Highest point
- Elevation: 1,213 m (3,980 ft)
- Coordinates: 38°18′00″S 177°39′50″E﻿ / ﻿38.3°S 177.664°E

Geography
- Location: North Island, New Zealand
- Parent range: Raukūmara Range

= Maungahaumi =

Mountain in the northeast of New Zealand's North Island

Maungahaumi is a mountain in the Raukumara Range in the northeast of New Zealand's North Island.

Part of the backbone of the range, which forms part of a line of mountains extending across much of the North Island, 1213 m Maungahaumi is the southernmost of the Raukumara Range's most prominent peaks. To the southwest of the peak is a saddle separating the Raukumara Range from the Huiarau Range – this saddle, with its highest point at the 725 m Traffords Hill, is crossed by State Highway 2, the main road link between Gisborne and Ōpōtiki in the Bay of Plenty.

Several tributaries of the Waipaoa River have their sources on the slopes of Maungahaumi.

== Cultural significance ==
Maungahaumi is the principal ancestral mountain of the Maori tribe Ngaariki Kaiputahi, as well as other affiliated tribal groups and hapū in the Tūranga region.

=== Name ===
The origins of the name date back to the story of the Horouta waka and its journey from Hawaiki. The Horouta waka (led by captain Paoa) became severely damaged by high winds and seas en route to New Zealand. The waka and the crew on board were subsequently washed ashore at Ohiwa near Ōpōtiki with a broken hull and bow piece. Upon landing, Paoa and his crew ventured inland to the interior mountain ranges to find suitable materials to repair the vessel.
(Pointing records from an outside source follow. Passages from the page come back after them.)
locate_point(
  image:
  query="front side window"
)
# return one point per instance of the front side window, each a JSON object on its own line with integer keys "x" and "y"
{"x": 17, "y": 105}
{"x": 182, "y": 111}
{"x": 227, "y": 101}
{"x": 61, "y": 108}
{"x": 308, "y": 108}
It was on the mountain that we now know as Maungahaumi, where he found the totara trees that were used to repair and bring together the hull and bow pieces of the waka.

From this experience, Paoa named the mountain from the Maori words maunga (mountain) and haumi (to join together), as a testament to the resources the mountain provided towards repairing the waka. The tale is also told in the old pātere (chant) "Haramai a Paoa".